Certains écrivains n’ont fait qu’un tour à Tanger, puis s’en sont allés, d’autres y sont restés longtemps, parfois à vie. Il y en eut qui y ont connu des fortunes ou des infortunes. Tels la Britannique Emily Keene qui y épousa le chérif de Ouezzane Hadj Abdeslam Ben Larbi, un bonheur qu’elle conta par le menu au fil de My Life Story ou, à l’inverse Walter Harris, maintes fois enlevé par les hommes du rebelle Moulay Ahmed Raïssouli. La plupart prenaient un petit déjeuner tardif à la pâtisserie-salon de thé Porte.

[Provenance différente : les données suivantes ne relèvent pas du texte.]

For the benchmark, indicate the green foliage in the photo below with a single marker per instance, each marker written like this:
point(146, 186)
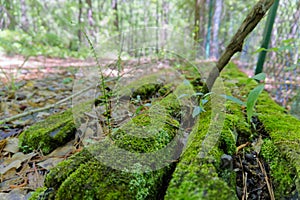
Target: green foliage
point(47, 44)
point(252, 96)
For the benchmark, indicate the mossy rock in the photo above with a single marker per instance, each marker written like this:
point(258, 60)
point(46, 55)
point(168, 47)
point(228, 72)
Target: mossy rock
point(53, 132)
point(282, 149)
point(201, 177)
point(48, 134)
point(87, 175)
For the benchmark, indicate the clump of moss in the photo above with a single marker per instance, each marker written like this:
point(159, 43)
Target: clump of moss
point(93, 173)
point(49, 134)
point(196, 177)
point(283, 150)
point(282, 174)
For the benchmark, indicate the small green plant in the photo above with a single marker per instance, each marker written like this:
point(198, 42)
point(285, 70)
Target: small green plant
point(252, 96)
point(203, 99)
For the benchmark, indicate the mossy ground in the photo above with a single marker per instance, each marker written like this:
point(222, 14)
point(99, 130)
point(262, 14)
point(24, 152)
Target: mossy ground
point(282, 149)
point(49, 134)
point(84, 176)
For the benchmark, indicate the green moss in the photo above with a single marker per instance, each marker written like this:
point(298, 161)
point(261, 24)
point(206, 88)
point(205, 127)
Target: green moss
point(37, 193)
point(88, 174)
point(283, 150)
point(282, 173)
point(199, 178)
point(48, 134)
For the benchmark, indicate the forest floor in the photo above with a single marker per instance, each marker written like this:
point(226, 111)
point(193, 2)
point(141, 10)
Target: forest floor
point(24, 86)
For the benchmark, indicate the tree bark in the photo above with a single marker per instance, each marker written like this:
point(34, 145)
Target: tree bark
point(114, 6)
point(237, 41)
point(216, 26)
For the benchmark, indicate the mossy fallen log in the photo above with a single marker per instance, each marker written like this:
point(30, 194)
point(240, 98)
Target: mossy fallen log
point(49, 134)
point(89, 174)
point(282, 149)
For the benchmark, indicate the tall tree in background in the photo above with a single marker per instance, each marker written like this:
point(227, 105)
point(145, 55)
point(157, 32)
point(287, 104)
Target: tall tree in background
point(208, 34)
point(199, 23)
point(24, 18)
point(8, 7)
point(114, 5)
point(216, 25)
point(79, 33)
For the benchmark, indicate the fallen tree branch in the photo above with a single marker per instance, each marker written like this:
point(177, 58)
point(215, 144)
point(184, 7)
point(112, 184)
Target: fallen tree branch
point(237, 41)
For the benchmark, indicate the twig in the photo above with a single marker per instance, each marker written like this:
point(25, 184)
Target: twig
point(237, 41)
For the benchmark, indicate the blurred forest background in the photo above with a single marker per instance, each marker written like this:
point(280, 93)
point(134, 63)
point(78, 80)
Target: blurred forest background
point(57, 28)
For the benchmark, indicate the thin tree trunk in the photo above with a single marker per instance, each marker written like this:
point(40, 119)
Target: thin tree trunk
point(24, 18)
point(197, 22)
point(79, 33)
point(114, 6)
point(237, 41)
point(216, 24)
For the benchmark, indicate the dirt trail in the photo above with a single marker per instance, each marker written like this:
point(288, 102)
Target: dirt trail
point(13, 67)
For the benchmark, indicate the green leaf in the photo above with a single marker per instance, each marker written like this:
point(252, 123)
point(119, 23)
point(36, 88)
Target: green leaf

Ensuite, un apéro au Dean’s Bar, avant de déjeuner au restaurant du Minzah.

Alcool, sexe, kif et maâjoun, voilà à quoi carburaient les allumés de l’ailleurs
Leurs après-midis se passaient en baignades, beuveries et dragues. La nuit, ils fumaient du kif, se soûlaient, et surtout consommaient du maâjoun, ce mélange de miel, d’épices et de kif, dont ils étaient friands, au point d’en exalter les vertus. Paul Bowles, Ira Cohen et John Hopkins ont rivalisé de lyrisme pour en décrire les effets «heureux». Bref, à Tanger, les allumés de l’ailleurs vivaient dans une insouciance fabuleuse, ainsi dépeinte par Truman Capote, dans Les chiens aboient : «Des plages magnifiques; des étendues vraiment peu ordinaires de sable doux comme du sucre en poudre, et de brisants. Et – si vous avez du goût pour ce genre de choses – la vie nocturne, bien que ni particulièrement innocente ni spécialement variée, dure du crépuscule à l’aube. Ce qui, lorsqu’on réfléchit que la plupart des gens font la sieste tout l’après-midi, et que très peu d’entre eux dînent avant dix ou onze heures du soir, n’est pas trop anormal».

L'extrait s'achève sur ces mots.